FIG. 10 is a timing chart illustrating the operation of Conventional Example 2.

FIG. 11 is a waveform chart showing a driving waveform example of Conventional Example 1.

FIG. 12 is an explanatory diagram showing an example of display data.

FIG. 13 is an explanatory diagram showing an example of display data.
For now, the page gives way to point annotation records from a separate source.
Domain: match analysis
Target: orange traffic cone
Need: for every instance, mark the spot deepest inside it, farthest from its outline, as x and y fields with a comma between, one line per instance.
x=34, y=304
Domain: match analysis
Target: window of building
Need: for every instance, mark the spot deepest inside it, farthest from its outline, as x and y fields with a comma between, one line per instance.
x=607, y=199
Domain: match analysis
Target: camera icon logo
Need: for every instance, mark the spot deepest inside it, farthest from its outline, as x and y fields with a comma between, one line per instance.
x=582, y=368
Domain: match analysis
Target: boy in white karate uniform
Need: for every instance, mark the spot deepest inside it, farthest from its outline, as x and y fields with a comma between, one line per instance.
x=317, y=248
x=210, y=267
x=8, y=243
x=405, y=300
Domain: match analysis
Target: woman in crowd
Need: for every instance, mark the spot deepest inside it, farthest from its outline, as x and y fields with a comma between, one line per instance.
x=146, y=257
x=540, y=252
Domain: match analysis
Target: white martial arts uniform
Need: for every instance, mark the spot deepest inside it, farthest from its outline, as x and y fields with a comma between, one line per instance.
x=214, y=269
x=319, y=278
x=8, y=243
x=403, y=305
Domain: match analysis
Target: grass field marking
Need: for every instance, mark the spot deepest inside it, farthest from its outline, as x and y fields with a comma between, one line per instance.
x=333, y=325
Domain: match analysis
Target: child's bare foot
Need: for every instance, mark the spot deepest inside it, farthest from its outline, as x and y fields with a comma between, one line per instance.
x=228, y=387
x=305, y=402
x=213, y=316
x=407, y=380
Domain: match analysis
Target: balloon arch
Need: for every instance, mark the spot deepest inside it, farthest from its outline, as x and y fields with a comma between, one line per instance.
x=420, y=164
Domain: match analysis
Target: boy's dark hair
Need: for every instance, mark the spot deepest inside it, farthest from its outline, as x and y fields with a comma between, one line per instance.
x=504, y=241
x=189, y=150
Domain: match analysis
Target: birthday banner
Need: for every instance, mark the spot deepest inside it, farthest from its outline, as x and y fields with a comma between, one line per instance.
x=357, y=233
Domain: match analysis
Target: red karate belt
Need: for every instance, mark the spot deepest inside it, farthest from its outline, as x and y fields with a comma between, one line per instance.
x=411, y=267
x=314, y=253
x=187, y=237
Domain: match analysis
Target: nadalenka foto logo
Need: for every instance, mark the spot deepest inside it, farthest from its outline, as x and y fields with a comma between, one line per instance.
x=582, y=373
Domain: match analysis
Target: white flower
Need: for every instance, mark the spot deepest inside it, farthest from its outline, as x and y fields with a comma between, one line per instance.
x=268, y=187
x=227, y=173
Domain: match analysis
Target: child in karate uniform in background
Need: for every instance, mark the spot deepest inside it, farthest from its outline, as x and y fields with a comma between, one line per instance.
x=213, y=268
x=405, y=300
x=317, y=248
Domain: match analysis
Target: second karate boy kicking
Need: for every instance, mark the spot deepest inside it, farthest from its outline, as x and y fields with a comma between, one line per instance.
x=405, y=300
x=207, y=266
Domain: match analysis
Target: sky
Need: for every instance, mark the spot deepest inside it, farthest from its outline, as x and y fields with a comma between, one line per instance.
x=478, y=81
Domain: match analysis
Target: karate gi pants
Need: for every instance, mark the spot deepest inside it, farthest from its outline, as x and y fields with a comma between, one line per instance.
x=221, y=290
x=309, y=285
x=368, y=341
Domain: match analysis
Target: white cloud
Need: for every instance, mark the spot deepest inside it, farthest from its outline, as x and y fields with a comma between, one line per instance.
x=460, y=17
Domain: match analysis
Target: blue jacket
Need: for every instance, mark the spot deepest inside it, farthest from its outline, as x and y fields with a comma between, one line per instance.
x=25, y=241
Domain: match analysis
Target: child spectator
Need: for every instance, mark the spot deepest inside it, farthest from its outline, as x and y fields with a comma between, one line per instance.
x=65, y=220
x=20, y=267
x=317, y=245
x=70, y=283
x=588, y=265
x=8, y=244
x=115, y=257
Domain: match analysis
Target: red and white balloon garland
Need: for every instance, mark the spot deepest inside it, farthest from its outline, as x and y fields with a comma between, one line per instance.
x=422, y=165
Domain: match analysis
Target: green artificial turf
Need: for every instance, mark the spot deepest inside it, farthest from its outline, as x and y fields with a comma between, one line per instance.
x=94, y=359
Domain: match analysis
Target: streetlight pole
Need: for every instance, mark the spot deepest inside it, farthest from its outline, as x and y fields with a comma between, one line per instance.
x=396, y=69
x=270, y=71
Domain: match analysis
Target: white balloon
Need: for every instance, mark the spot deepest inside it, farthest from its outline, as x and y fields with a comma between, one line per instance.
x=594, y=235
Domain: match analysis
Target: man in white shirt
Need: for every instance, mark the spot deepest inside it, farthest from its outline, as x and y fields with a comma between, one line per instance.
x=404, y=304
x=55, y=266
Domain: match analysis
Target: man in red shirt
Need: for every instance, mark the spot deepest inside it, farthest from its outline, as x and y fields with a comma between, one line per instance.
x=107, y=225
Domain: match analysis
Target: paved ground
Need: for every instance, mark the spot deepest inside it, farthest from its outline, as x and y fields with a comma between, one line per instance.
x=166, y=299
FIG. 14 is a timing chart for explaining the operation of Example 2;

FIG. 15 is a block diagram of a driving device used in Example A.

[Explanation of symbols]

 1: Controller 2: Memory 3: Line buffer 4: Comparator circuit 5, 5A, 5B: Addition circuit 6, 6A, 6B: Latch circuit 7: Row selection pattern generation circuit 8: Virtual data generation circuit 9: Row voltage generation circuit 10: liquid crystal panel 11: column voltage generation circuit 101, 201, 202, 301, 401: driving device 51, 52, 61: arithmetic circuit

 ──────────────────────────────────────────────────続 き Continued on the front page (72) Inventor Masakazu Kitamura 1150 Hazawacho, Kanagawa-ku, Yokohama-shi, Kanagawa Prefecture Inside Asahi Glass Co., Ltd. (72) Inventor Yoshiyoshi Tamai 1150 Hazawacho, Kanagawa-ku, Yokohama-shi, Kanagawa Prefecture Asahi Glass Co. 72) Inventor Makoto Nagai 1150 Hazawa-cho, Kanagawa-ku, Yokohama City, Kanagawa Prefecture Inside Asahi Glass Co., Ltd.

Claims (6)

[Claims] 1. A virtual data generating means, a row electrode driving means, a column electrode driving means, a memory means for storing display data, a calculating means for calculating a column output voltage, and a row selection for outputting a row selection pattern. Pattern generating means,
For a liquid crystal display element in which row electrodes and column electrodes are arranged in a matrix, k · m (k is an integer of 2 or more, m is an integer of 1 or more) simultaneously selected driving rows and k · n (n is 1) In the driving apparatus in which virtual rows of the above integers are set and driven by the multiple row simultaneous selection method, a matrix B obtained by expanding a matrix A of (m + n) rows in which row vectors are orthogonal to each other as a row selection pattern.
And a column output voltage is calculated in units of A using the following. A row electrode driving means; a column electrode driving means; a memory means for storing display data; a calculating means for calculating a column output voltage; and a row selection pattern generating means for outputting a row selection pattern. For a liquid crystal display element in which row electrodes and column electrodes are arranged in a matrix, km · m (k is an integer of 2 or more, m is an integer of 1 or more) simultaneously selected driving rows and k virtual rows And a matrix B in which a matrix A in which row vectors are orthogonal to each other (m rows + 1 virtual rows) is used as a row selection pattern, and a column output voltage is set in units of A. A driving device for calculating 3. The driving apparatus according to claim 1, wherein a matrix B in which the row vectors of the equation (1) are orthogonal to each other is used. However, in the formula (1), p ₁ , p ₂ , p ₃ , and p ₄ are each 1 or −1, and p ₁ · p ₂ · p ₃ · p
₄ = -1. (Equation 1) 4. The driving apparatus according to claim 3, wherein a matrix C in which the row vectors of the equation (2) are orthogonal to each other is used. However, in the equation (2), p ₅ , p ₆ , p ₇ , and p ₈ each represent 1
Or -1, _{and, p 5 · p 6 · p} 7 · p 8 = -
It is one. (Equation 2) 5. The semiconductor device according to claim 1, wherein the LSI is a one-chip LSI.
Or the driving device according to 4. 6. A liquid crystal display device comprising the driving device according to claim 1, 2, 3 or 4, and a liquid crystal display element.